Lire Gif-sur-Yvette avant d'ouvrir un robinet : pourquoi la vallée commande la plomberie
Avant de parler tuyaux, laissez-moi vous expliquer pourquoi je commence toujours, à Gif-sur-Yvette, par regarder une carte plutôt qu'un évier.
La commune est traversée et nommée par la rivière l'Yvette, à laquelle s'ajoutent la Mérantaise et de plus modestes cours d'eau, le ruisseau d'Angoulême et le ruisseau des Fonds (Wikipédia et l'inventaire général du patrimoine culturel d'Île-de-France les recensent). L'existence de moulins est attestée dès le XIIe siècle, alimentés par l'Yvette et la Mérantaise, et ils ont structuré la vie locale pendant près de sept siècles et demi. Cette présence de l'eau, féconde pour le meunier d'hier, est un paramètre permanent pour le plombier d'aujourd'hui : la nappe est haute en fond de vallée, l'humidité du sol est une donnée structurelle, et le bâti ancien y a été édifié avec les matériaux et les techniques de son temps — moellon, meulière, plâtre, et, pour la distribution d'eau, des réseaux en plomb puis en cuivre qui arrivent aujourd'hui au terme de leur vie technique normale.
La géographie de Gif, je l'ai dit, se lit en trois strates. En vallée, le long de l'Yvette et autour de la Mairie, des Coupières, de la Mérantaise, de Damiette, de Courcelle, de l'Abbaye et des Coudraies, on trouve le centre ancien, les belles demeures bourgeoises et les villas pittoresques soigneusement restaurées dont parle le Parc naturel régional de la Haute Vallée de Chevreuse, auquel la commune appartient. Sur le plateau de Moulon, au sud, s'étend le campus urbain de Paris-Saclay : un quartier neuf, sorti de terre dans les années récentes, qui mêle résidences étudiantes (de l'ordre de 2 000 lits selon l'EPA Paris-Saclay), logements familiaux et équipements. Sur le plateau du Hurepoix, enfin, Hacquinière, Belleville et surtout Chevry — un quartier entier créé en 1975 sur des terres cédées par Gometz-la-Ville et Gometz-le-Châtel — alignent pavillons et petits collectifs des décennies 1960-1980.
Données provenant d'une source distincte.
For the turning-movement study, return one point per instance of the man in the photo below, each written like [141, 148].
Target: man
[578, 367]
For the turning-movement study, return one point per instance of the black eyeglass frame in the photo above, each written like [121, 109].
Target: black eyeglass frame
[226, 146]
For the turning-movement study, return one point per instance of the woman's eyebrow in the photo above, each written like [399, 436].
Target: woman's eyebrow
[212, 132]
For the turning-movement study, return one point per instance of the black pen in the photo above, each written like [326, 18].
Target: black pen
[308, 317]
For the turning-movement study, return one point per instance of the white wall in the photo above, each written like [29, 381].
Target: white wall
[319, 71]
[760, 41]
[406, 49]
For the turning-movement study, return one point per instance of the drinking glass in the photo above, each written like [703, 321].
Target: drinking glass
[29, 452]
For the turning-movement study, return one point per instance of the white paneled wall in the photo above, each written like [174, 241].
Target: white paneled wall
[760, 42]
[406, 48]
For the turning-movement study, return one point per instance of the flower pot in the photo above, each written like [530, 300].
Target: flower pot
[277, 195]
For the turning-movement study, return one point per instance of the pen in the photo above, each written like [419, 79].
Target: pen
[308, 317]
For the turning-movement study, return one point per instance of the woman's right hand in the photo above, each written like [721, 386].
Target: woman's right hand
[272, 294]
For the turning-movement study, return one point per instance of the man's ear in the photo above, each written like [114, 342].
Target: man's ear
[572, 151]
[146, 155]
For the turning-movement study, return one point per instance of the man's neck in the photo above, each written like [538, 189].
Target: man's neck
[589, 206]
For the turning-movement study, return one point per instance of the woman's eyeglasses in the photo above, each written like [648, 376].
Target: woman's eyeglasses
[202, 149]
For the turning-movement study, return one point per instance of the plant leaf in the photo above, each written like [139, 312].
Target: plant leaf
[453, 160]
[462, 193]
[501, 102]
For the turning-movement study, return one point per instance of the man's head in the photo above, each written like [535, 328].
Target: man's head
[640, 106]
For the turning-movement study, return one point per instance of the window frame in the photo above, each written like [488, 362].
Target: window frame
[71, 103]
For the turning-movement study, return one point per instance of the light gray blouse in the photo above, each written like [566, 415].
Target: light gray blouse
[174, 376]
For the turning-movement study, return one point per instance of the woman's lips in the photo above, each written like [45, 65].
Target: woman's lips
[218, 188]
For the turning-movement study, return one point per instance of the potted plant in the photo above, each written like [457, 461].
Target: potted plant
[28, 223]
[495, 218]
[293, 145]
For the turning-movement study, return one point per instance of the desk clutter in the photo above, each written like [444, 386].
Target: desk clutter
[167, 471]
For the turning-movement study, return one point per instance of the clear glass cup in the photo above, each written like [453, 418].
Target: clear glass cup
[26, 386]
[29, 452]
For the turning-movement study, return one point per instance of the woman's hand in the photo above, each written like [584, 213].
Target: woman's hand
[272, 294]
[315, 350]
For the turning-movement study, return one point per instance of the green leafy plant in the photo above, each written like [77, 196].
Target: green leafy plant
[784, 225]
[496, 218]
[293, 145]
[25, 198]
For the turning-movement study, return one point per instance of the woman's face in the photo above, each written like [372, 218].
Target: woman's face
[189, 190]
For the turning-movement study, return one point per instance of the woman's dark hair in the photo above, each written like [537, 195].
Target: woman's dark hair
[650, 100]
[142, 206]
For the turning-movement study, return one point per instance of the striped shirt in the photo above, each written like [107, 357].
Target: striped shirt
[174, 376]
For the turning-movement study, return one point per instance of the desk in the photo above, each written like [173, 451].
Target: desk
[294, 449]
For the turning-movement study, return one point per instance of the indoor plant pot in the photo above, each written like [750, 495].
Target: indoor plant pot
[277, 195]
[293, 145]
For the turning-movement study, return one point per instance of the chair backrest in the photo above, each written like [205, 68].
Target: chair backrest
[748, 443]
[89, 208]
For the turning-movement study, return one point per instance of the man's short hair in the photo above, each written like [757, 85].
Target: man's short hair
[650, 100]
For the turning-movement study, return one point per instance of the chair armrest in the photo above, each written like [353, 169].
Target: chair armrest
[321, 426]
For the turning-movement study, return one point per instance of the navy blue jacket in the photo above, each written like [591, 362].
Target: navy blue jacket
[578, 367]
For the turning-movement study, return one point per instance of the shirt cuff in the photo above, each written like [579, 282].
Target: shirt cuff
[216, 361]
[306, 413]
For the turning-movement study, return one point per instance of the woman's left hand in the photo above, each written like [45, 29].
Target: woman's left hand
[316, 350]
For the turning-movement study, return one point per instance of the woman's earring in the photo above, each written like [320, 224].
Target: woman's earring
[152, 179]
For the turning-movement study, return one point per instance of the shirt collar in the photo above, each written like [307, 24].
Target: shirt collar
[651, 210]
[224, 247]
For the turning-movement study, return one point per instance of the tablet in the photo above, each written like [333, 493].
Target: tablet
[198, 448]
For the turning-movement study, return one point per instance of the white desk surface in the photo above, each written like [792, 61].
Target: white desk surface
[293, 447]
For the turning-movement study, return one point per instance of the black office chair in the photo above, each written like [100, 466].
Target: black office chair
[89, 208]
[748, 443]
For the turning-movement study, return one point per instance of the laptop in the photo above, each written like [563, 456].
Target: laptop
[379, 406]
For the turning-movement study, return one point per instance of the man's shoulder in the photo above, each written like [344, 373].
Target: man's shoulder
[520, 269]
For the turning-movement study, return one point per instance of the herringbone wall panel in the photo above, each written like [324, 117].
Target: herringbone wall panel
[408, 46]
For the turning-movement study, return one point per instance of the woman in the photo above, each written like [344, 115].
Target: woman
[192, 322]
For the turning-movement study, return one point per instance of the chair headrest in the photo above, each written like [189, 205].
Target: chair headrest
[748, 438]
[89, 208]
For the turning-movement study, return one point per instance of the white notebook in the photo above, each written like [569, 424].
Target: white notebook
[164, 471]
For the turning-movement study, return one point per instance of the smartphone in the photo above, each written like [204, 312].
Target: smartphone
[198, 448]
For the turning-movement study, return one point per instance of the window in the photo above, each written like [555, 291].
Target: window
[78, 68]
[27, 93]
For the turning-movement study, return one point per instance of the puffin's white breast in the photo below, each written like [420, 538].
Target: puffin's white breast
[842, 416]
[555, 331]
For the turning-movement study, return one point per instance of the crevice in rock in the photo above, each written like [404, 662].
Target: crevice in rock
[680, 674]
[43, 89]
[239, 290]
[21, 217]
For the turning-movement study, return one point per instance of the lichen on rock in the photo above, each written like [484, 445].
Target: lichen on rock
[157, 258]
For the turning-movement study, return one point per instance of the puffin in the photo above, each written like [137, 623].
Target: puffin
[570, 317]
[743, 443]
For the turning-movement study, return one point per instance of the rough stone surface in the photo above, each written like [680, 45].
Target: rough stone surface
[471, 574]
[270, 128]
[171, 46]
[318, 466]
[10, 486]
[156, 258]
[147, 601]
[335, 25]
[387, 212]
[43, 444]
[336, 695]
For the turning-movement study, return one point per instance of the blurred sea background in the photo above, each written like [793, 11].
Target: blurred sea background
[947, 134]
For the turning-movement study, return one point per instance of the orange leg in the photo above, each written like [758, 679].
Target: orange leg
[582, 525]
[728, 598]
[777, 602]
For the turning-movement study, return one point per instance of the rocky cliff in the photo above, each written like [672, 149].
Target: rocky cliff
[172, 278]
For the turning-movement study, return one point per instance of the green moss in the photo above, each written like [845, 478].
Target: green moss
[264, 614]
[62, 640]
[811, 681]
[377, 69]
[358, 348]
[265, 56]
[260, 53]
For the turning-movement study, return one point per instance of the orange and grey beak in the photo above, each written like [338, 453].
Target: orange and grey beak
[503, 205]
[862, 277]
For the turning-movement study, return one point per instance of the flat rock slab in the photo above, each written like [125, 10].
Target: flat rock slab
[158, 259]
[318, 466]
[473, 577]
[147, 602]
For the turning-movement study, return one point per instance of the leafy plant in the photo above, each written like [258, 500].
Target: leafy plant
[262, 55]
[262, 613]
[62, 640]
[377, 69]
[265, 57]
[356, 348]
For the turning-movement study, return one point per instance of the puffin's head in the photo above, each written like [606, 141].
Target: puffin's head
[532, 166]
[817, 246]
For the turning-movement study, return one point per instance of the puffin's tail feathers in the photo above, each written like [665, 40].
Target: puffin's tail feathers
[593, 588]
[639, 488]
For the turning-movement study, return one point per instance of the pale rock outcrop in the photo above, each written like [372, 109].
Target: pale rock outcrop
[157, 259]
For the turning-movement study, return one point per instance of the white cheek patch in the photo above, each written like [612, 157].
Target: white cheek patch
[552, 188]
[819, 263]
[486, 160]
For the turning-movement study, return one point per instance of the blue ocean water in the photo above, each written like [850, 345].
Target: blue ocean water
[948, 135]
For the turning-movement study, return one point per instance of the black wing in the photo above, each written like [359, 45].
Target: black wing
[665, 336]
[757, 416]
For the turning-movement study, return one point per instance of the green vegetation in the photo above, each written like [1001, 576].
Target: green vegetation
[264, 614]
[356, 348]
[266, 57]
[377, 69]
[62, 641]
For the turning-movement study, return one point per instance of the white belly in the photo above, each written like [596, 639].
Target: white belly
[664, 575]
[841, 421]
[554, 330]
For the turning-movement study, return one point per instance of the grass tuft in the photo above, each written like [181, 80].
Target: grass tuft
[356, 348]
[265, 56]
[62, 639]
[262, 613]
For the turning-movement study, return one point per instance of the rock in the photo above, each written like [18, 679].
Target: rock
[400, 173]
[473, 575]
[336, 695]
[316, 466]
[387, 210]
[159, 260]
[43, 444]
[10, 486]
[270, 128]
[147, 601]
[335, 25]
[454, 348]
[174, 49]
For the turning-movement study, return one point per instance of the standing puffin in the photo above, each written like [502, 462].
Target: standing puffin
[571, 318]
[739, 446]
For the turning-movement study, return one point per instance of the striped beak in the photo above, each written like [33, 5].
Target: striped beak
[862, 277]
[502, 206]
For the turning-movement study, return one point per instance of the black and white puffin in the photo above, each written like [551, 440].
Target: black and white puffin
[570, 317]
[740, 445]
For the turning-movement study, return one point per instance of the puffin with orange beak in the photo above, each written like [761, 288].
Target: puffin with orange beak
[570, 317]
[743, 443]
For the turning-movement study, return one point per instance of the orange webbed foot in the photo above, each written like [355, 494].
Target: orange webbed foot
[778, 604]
Une fuite d'eau visible se traite partout de la même main, mais ne se prévient et ne se comprend pas de la même façon selon la strate. Dans une maison de caractère du bord d'Yvette, le réseau est souvent un assemblage de plusieurs époques, où le plomb d'origine côtoie des reprises en cuivre et en multicouche : les points faibles sont les jonctions entre matériaux. Dans un pavillon de Chevry des années 1970, on retrouve un cuivre d'origine posé d'un seul tenant, vieux d'un demi-siècle, dont les coudes et les raccords cèdent par fatigue. Dans une résidence récente de Moulon, le réseau est jeune et normalisé (multicouche, PER), mais les défauts proviennent alors des malfaçons du chantier rapide : un raccord mal serti, un collier oublié, une soudure froide.
Voilà pourquoi je vous demande, en préambule, de situer votre logement. Ce n'est pas une coquetterie d'architecte : c'est la première information utile que vous donnerez au plombier au téléphone, et c'est elle qui oriente le diagnostic.